Он поклонился снова, все еще улыбаясь.
— Теперь я надеюсь заслужить такое теплое представление.
— Вы уже его заслужили.
— А это, Сатоши, наша новая знакомая, мисс Тори Ковач. Тори Ковач.
— Тори? — его улыбка стала еще теплее. Он повернулся к Наоко, и они обменялись понимающими взглядами. Целая беседа без слов.
И впервые в жизни я пожалела, что не смогу ее перевести.
— Ну что же, не стану отнимать у вас больше времени, — я сделала шаг, потом остановилась в нерешительности. — Наоко, если я что-нибудь найду... — Я не знала, что я могу говорить при Сатоши. — То есть вы хотите, чтобы я с вами связалась? Вы хотите знать, что мне удалось найти?
Между нами повисло молчание.
— Я познакомилась с вами, Тори Ковач, и я хочу, я надеюсь, что вы наконец примиритесь с прошлым вашего отца. Знайте, что эта встреча с вами, ваше имя позволили мне примириться с моим, — она сделала шаг назад и низко поклонилась.

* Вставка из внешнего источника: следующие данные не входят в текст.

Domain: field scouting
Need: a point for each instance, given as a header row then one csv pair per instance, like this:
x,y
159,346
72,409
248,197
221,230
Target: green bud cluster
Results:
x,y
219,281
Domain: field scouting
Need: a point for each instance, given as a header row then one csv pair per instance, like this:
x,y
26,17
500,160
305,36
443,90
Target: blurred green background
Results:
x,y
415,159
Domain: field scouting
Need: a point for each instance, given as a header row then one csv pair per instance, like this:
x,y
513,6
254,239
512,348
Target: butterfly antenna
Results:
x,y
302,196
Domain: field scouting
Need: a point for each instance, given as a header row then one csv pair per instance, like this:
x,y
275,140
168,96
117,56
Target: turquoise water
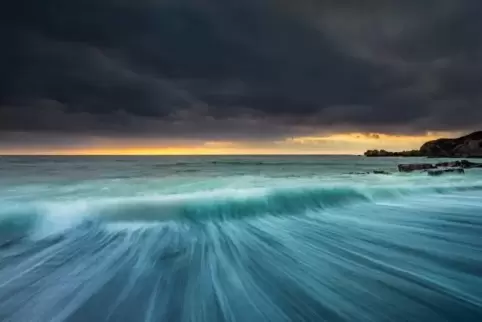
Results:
x,y
279,238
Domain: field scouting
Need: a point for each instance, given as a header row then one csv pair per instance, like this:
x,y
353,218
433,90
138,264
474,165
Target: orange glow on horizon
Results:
x,y
344,143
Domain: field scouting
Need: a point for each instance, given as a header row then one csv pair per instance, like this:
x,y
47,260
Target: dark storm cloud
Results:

Мне хотелось ее обнять. Обнять их обоих. Но я поклонилась в ответ, потом приподняла в руках шарф, чтобы сказать этим «я не забуду, спасибо вам» и еще миллион невысказанных слов.
Мы с Сатоши обменялись теплыми улыбками, и с легким поклоном я пошла по дорожке. Уже выйдя на основную дорогу, я оглянулась в последний раз.
Семейный дом Наоко на холме утопал в белых цветах. Здесь мой отец встречался за чаем с королем торговой империи, мечтал о другой жизни и боролся с судьбой.
Скорее всего, я больше никогда не увижу Наоко и Сатоши, но я точно их не забуду. И с шарфом Наоко я несла вперед их историю, нашу общую историю, полную любви и надежды.
У меня были билеты на утренний рейс, но я могла улететь позже. Я отказывалась уезжать, так и не побывав в монастыре и не узнав о брате Дайгане и приюте.